Notes about security

January 2, 2012 permalink

Marconi, Hacked in 1903

Want to expose a rival’s poor security implementation? What better way than to demonstrate the weakness in public, in front of a gathered crowd? From a New Scientist story of very early 20th-Century hacktivism:

LATE one June afternoon in 1903 a hush fell across an expectant audience in the Royal Institution’s celebrated lecture theatre in London. Before the crowd, the physicist John Ambrose Fleming was adjusting arcane apparatus as he prepared to demonstrate an emerging technological wonder: a long-range wireless communication system developed by his boss, the Italian radio pioneer Guglielmo Marconi. The aim was to showcase publicly for the first time that Morse code messages could be sent wirelessly over long distances.
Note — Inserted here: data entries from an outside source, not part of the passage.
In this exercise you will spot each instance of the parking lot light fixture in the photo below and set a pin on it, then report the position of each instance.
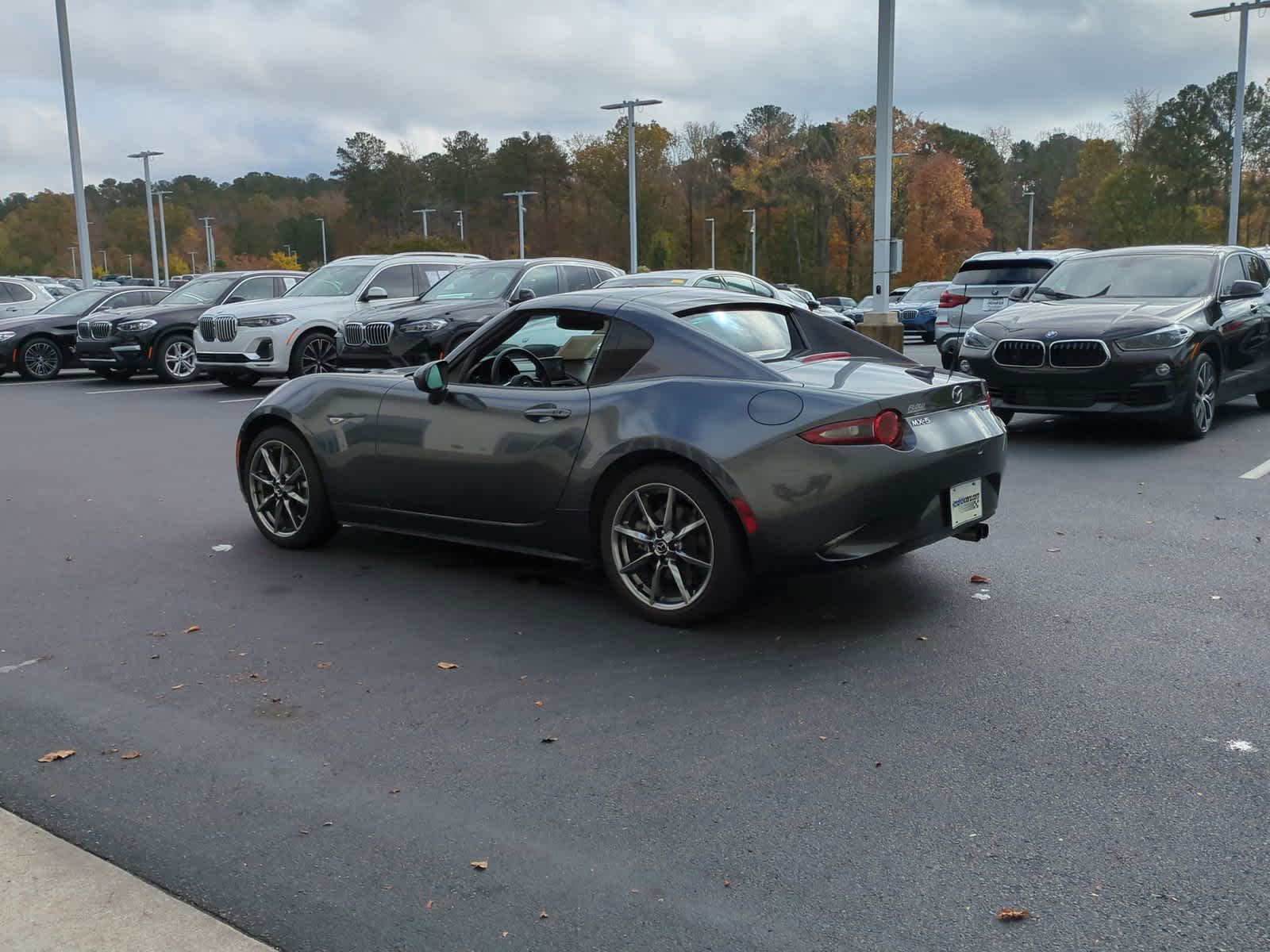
(520, 213)
(150, 209)
(629, 106)
(1232, 232)
(753, 241)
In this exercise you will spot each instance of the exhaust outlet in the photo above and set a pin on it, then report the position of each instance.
(976, 533)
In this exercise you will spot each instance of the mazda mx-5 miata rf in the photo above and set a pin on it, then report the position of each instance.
(686, 440)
Around 300 miles away, Marconi was preparing to send a signal to London from a clifftop station in Poldhu, Cornwall, UK.

Yet before the demonstration could begin, the apparatus in the lecture theatre began to tap out a message. … Mentally decoding the missive, Blok [Fleming’s assistant] realised it was spelling one facetious word, over and over: “Rats”. A glance at the output of the nearby Morse printer confirmed this. The incoming Morse then got more personal, mocking Marconi: “There was a young fellow of Italy, who diddled the public quite prettily,” it trilled.

The radio-hacker was Nevil Maskelyne, a magician and rival inventor who was interested in developing wireless technology but who had been frustrated by the broad patents granted to Marconi. Bonus trivia: Nevil’s father was John Nevil Maskelyne, magician and inventor of the pay toilet, and his son was Jasper Maskelyne, a magician and inventor (see a family connection here?) who allegedly helped develop some of the famous optical diversions and camouflage trickery for the British military during WWII (his inflatable tanks remind me of the Potemkin Army thing I posted a couple of years back…)

April 17, 2010 permalink

Guns That Look Like Toys

Baltimore Police Department: Guns That Look Like Toys. Not a lot of info on this one, and the police report is from a couple of years ago, but have the criminals finally figured out that the law requiring toy guns to be clearly painted in comical neon colors can work both ways? How come these all seem to have been painted by the same gun shop in Wisconsin?

On the flip side this reminds me of the Entertech uzi motorized water gun I had as a kid (check out this commercial – almost unthinkable now, but I remember having a lot of fun with it at the time). These were pretty much the last realistically-painted gun toys sold in large stores in America after legislation passed in many states in 1988 following multiple incidents of children being mistakenly shot and killed by the police. That cultural shift led into the Super Soaker generation, which is actually a pretty fascinating story in and of itself.

(Via Schneier on Security, who reports that there a posters warning about painted guns in the NYC subways currently)

June 21, 2009 permalink

New TOR Clients from Iranian IP Space

From “Dramatic Increase in the Number of TOR Clients from Iran”, an O’Reilly Radar interview with the executive director of the TOR anonymizing onion router, software definitely made for times like these. Hopefully the new users know to keep their transmissions encrypted, especially given the likelihood that their government is keeping an eye on all outbound Internet traffic.